I think fear stems from secrets. Wives start thinking, if he didn't tell me this, what else isn't he telling me? If he wants to be dressed as a woman, does that mean he wants to be with a man? If he says no now, will that change? And I think all of that boils down to a wife feeling like they're lacking in some way and not enough for their partner.
If you walk into a stressful situation with those assumptions running around in your head, it's hard to hear what's really being said to you by your husband.
I went through the "does he want to be with a man when his femme side is out?", and "will he leave me for a man?", when my partner first came out.
But as we figure out where Melissa fits into our lives, that concern became less and less. But the only way our stressful issues have been resolved is by talking about it over and over again.
There's no way I could come out with my bi side or him to come out with his CD side, with other people, and see it turn into the constructive supportive environment that we've created. I credit the way we communicate.
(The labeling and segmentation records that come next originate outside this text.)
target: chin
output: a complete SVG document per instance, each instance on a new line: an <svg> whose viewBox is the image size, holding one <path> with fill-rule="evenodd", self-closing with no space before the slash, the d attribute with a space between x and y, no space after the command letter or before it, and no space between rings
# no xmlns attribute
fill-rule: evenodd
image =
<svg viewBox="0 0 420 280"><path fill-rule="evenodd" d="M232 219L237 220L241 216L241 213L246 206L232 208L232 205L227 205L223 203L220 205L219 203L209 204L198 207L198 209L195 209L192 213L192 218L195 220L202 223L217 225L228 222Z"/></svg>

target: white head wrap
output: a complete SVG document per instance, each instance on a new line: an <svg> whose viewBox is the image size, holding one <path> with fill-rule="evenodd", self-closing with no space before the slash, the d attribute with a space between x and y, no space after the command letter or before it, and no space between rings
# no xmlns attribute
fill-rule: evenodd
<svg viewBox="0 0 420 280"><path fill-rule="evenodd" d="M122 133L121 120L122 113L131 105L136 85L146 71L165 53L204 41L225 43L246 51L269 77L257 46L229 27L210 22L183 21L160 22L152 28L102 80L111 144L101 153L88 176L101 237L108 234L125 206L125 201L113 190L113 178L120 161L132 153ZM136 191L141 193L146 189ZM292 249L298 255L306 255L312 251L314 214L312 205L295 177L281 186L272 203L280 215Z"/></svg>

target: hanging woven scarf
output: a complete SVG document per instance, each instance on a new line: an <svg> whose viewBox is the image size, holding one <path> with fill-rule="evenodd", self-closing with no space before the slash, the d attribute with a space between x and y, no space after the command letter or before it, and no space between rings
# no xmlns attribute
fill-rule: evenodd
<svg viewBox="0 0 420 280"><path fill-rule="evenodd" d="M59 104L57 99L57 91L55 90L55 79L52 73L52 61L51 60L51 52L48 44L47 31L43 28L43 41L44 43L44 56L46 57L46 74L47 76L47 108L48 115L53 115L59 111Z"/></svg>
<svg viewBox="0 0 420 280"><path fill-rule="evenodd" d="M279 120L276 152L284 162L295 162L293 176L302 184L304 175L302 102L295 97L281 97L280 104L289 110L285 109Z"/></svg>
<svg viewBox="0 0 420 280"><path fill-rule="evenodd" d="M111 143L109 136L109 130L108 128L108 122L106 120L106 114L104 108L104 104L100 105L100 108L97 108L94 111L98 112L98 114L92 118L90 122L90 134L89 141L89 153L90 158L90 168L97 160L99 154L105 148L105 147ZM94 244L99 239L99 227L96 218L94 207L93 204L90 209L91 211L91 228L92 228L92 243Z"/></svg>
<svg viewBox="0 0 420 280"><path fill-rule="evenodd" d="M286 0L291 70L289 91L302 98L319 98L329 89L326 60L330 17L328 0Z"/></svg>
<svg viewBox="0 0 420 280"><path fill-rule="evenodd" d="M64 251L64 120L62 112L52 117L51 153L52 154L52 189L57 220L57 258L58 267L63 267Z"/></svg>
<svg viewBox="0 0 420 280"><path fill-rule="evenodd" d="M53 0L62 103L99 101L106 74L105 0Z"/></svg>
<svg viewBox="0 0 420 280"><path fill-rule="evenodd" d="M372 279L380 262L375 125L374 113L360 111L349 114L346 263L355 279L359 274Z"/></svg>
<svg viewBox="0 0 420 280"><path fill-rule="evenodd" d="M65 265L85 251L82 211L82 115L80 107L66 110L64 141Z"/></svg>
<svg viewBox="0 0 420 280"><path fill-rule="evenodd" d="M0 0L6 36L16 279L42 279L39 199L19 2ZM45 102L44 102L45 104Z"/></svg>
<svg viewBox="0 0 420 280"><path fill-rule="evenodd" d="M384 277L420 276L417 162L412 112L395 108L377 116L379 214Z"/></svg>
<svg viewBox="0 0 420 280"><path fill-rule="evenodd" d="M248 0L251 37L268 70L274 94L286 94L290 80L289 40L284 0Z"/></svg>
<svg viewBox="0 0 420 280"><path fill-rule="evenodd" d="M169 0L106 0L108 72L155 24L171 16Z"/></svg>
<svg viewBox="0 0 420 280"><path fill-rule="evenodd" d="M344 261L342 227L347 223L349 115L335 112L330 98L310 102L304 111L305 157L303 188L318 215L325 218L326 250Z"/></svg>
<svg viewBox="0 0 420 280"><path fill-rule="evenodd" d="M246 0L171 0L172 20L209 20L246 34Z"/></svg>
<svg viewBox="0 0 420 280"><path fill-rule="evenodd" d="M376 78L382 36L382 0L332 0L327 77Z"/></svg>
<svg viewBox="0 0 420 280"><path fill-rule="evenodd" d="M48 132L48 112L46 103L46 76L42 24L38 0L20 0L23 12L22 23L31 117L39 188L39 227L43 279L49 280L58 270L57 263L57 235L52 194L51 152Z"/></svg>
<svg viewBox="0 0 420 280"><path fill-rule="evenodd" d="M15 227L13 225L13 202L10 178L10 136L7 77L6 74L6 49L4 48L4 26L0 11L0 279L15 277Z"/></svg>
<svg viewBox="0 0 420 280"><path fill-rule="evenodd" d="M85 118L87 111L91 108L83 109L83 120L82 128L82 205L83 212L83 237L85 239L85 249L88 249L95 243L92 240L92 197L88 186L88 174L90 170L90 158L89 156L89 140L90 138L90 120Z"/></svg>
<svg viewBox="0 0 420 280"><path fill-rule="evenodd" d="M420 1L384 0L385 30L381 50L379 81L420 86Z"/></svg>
I think in order to deal with fears and assumptions, both parties have to be willing to listen. I find that fear usually stems from misinformation that feeds into assumptions.
The more things I wonder about when it comes to my partner's CDing, the more questions I ask. I would rather get the answers from
him than to go on an assumption only to find I stressed myself out needlessly about something. It's also not my place to decide how he feels about something or assume why does/doesn't do something. He should have the right to answer for himself.
I've come to find that she's becoming just as much a part of me, as she is a part of him. We sort of share her I guess. She brings out a different side of me that interests my partner, and I'm interested in his more submissive side that is Melissa.
But you're right...the support and openminded part of it comes from lack of fear. And a whole heap of trust. I trust what he says about how he feels, why he CD's (even if the reasons change over time) and in the end the rule is, "if one of us is uncomfortable, than we discuss." That way it doesn't give "fear" a chance to dig in her Manolo Blahnik heels and wreak havoc.